Хейз отошел в торец вокзала и толкнул перед собой дверь; черно-белая надпись гласила: «Мужской туалет. Для белых». Хейз вошел в узкое помещение, по одну сторону которого тянулись ряды моек, по другую – деревянные кабинки. Стены, некогда веселого ярко-желтого цвета, ныне приобрели грязно-зеленый оттенок и были покрыты различными надписями да изображениями частей тел, как мужских, так и женских. На каких-то кабинках еще сохранились дверцы, и на одной красовалась надпись цветным карандашом: «Добро пожаловать!!!», а рядом – нечто похожее на змея. Эту кабинку Хейз и выбрал.
Усевшись на стульчак, он принялся изучать надписи, сделанные изнутри, пока не наткнулся на одну, видимо, оставленную пьяной рукой (на левой стенке, над туалетной бумагой): «Миссис Леора! Бакли-роуд, 60. Самая гостеприимная постель в городе! Брат».
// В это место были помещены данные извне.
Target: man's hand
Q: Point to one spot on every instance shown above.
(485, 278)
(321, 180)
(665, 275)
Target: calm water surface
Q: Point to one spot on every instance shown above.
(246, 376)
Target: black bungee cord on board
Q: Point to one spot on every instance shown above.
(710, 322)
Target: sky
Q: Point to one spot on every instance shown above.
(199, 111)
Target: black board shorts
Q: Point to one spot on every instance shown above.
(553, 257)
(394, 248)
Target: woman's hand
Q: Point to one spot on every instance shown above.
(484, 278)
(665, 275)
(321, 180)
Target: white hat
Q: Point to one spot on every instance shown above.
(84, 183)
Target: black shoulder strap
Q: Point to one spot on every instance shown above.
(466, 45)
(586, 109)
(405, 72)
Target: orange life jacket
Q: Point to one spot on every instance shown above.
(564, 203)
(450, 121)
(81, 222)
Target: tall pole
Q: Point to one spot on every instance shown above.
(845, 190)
Достав из кармана карандаш, Хейз записал адрес на оборотной стороне конверта.
Покинув здание вокзала, он поймал желтое такси и назвал водителю – коротышке в большой кожаной кепке и с сигарой в зубах – адрес. Через несколько кварталов Хейз заметил, что таксист косится на него в зеркало заднего вида.
– Ты ведь не ее дружок, верно? – спросил водитель.
– Первый раз к ней еду, – ответил Хейз.
– Откуда знаешь про нее? Не часто она проповедников принимает. – Разговаривал таксист уголками рта, держа сигару точно посередине.
– А я и не проповедник, – нахмурился Хейз. – Имя и адрес списал в туалете.
– Выглядишь как святоша. Шляпа проповедницкая.
– Неправда, – возразил Хейз, наклоняясь и кладя руку на спинку переднего сиденья. – Шляпа как шляпа.
Такси остановилось у небольшого одноэтажного дома между бензоколонкой и пустырем. Покинув автомобиль, Хейз сунул деньги водителю в окно.
– Не только в шляпе дело, – подсказал таксист. – Взгляд у тебя этакий…
– Послушайте, – произнес Хейз, прикрывая полями один глаз, – никакой я не проповедник.
– Понимаю. Никто на этой Божьей зеленой земле не совершенен, будь то поп или кто иной. Лучше всего проповедник расскажет об ужасе греха, если знает о нем не понаслышке.
Хейз наклонился к самому окну, случайно ударившись лбом и шляпой о кузов машины. Шляпа села ровно, выражение на лице разгладилось.
– Слушайте сюда и запомните: ни во что я не верю.
Таксист вынул изо рта пенек сигары.
– Прям вот так и не веришь? – спросил он, изумленно раскрыв рот.
– Повторять не собираюсь.
Водитель снова взял сигару в зубы.
– В этом ваша беда, проповедники, – произнес он. – Вы слишком хороши, чтобы верить во что-то.
Сказав так, он уехал с выражением надменного благочестия на лице.
Хейз обернулся к дому: тот был немногим больше хибары, в одном окне горел теплый свет. Подойдя к крыльцу, Хейз заглянул в щелку в ставнях и увидел крупное белое колено. Затем отошел к передней двери и толкнул ее – оказалось не заперто, и Хейз прошел в небольшой затемненный коридор с дверьми по обеим сторонам. Дверь слева имела трещину – из нее в прихожую проникал узкий столбик света. Через щель Хейз увидел миссис Уоттс. Та сидела на белой железной кровати и большими ножницами стригла ногти на ногах. Это была крупная женщина: темно-желтые волосы и белое лицо, лоснящееся под слоем ночного крема, – в розовой сорочке, которая подошла бы даме куда меньших пропорций.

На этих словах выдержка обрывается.